Feelings vs. stories

  • Amanda describes learning that her reactive states—especially anger—often cover a more vulnerable feeling underneath.
  • The group emphasizes that:
    • feelings are bodily experiences
    • stories and analysis can amplify them
    • a true feeling, when actually felt, tends to pass in about 90 seconds
  • Amanda shares a practical tool: when overwhelmed, she lies down, closes her eyes, and repeats “no words, no words, no words” to stop herself from turning the feeling into a story spiral.

Protective patterns: anger, food, fawning, control

  • Each host identifies a different survival response:
    • Amanda: anger as a safer expression than fear or sadness
    • Glennon: food/overriding emotions
    • Abby: fawning and people-pleasing, then resentment
  • Their point is that these are not character flaws; they are learned methods of staying safe.

“Loser” feelings often come from comparison and staleness

  • Abby admits feeling like a loser when life becomes repetitive, too home-bound, or disconnected from joy.
  • Glennon notes that social media can intensify this by making everyone else’s occasional outings look like constant, exciting living.
  • The antidote they suggest is not perfection, but inserting novelty, movement, and joy:
    • go somewhere
    • leave the house
    • try a new experience
    • reintroduce life-force activities

Competition can be survival-based

  • A listener asks Abby whether she is still competitive after retiring from soccer.
  • Abby says her competitiveness once felt like a survival technique, not just a personality trait.
  • She explains that she can still enjoy competition, but her worth is no longer tied to winning.
  • A key insight: too much competitiveness can create tunnel vision, making it harder to see creative alternatives or collaborative solutions.

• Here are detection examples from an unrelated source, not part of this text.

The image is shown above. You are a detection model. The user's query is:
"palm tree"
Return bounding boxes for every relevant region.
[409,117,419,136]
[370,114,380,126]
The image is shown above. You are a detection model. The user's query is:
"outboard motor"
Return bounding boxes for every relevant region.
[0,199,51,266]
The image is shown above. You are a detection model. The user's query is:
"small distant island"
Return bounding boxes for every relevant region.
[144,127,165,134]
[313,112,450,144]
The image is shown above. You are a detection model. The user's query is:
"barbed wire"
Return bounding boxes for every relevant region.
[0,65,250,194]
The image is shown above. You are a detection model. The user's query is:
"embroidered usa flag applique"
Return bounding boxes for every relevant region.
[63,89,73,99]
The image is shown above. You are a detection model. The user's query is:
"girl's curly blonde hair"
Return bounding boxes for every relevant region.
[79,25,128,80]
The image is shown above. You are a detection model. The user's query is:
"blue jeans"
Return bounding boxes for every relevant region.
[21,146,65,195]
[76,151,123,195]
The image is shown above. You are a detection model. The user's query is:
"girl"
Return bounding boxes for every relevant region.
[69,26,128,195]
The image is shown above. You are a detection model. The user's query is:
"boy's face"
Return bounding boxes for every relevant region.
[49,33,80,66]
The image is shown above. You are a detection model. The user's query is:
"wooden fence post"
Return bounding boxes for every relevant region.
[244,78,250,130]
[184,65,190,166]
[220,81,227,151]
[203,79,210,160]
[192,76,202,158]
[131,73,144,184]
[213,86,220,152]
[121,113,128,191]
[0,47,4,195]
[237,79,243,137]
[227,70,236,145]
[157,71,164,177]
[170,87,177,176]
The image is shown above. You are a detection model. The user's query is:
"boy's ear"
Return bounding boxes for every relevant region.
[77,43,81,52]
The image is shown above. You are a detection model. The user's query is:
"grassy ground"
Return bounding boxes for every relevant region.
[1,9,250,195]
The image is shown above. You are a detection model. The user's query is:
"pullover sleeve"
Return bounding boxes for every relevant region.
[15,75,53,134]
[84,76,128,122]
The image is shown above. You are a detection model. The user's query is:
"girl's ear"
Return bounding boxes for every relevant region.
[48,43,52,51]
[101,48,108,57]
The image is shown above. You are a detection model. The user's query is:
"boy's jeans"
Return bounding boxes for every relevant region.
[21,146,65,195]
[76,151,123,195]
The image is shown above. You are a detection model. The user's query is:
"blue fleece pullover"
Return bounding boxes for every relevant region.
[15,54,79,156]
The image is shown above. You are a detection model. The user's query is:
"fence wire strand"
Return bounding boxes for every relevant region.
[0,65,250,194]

Relationships: chooser vs. follower

  • The hosts explore how couples can fall into a dynamic where one person becomes the “chooser” and the other the “follower.”
  • This can lead to:
    • one partner controlling decisions to avoid disappointment
    • the other suppressing their own preferences
    • resentment and loss of self-trust
  • They emphasize that both partners need room to lead, surprise, and be surprised.

Control can block love and magic

  • Glennon reflects that over-controlling life in order to prevent disappointment can actually prevent joy.
  • She describes the relief of things she did not plan—her marriage, her children, her sister, her life—arguing that some of life’s best gifts come from outside our own choreography.
  • Her core point: if you control everything, you may also block love from arriving in unexpected forms.

Notable Insights

  • “The soccer part of me died.” — Abby on how competition changed after she left elite sports.
  • “Feelings are not for solving.” — The group’s central argument about emotional processing.
  • Comparison is still a major thief of joy. Seeing others out living can make ordinary life feel like failure.
  • Leadership should include room for surprise. The person who usually leads also needs to let someone else choose sometimes.
  • People keep growing, or they stop connecting. The episode ends with a broader reflection that staying emotionally alive requires continued effort, especially in relationships.

Practical Takeaways

  • When you feel reactive, ask: What am I actually feeling underneath this?
  • Try to notice the body sensation before the story begins.
  • If you’re stuck in a rut, add one small piece of novelty:
    • go out
    • take a walk
    • attend an event
    • make a date
    • do something that changes your environment
  • In relationships, practice:
    • sharing decision-making
    • tolerating surprise
    • letting your partner’s choice stand without immediate correction
  • Be cautious about using social media as evidence of how much “living” other people are doing.

Overall Message

The episode argues that many feelings of failure, laziness, or being a “loser” are actually signs of disconnection—from the body, from joy, from novelty, or from self-trust. Healing starts with noticing the feeling, letting it pass, and making room for a fuller, less controlled life.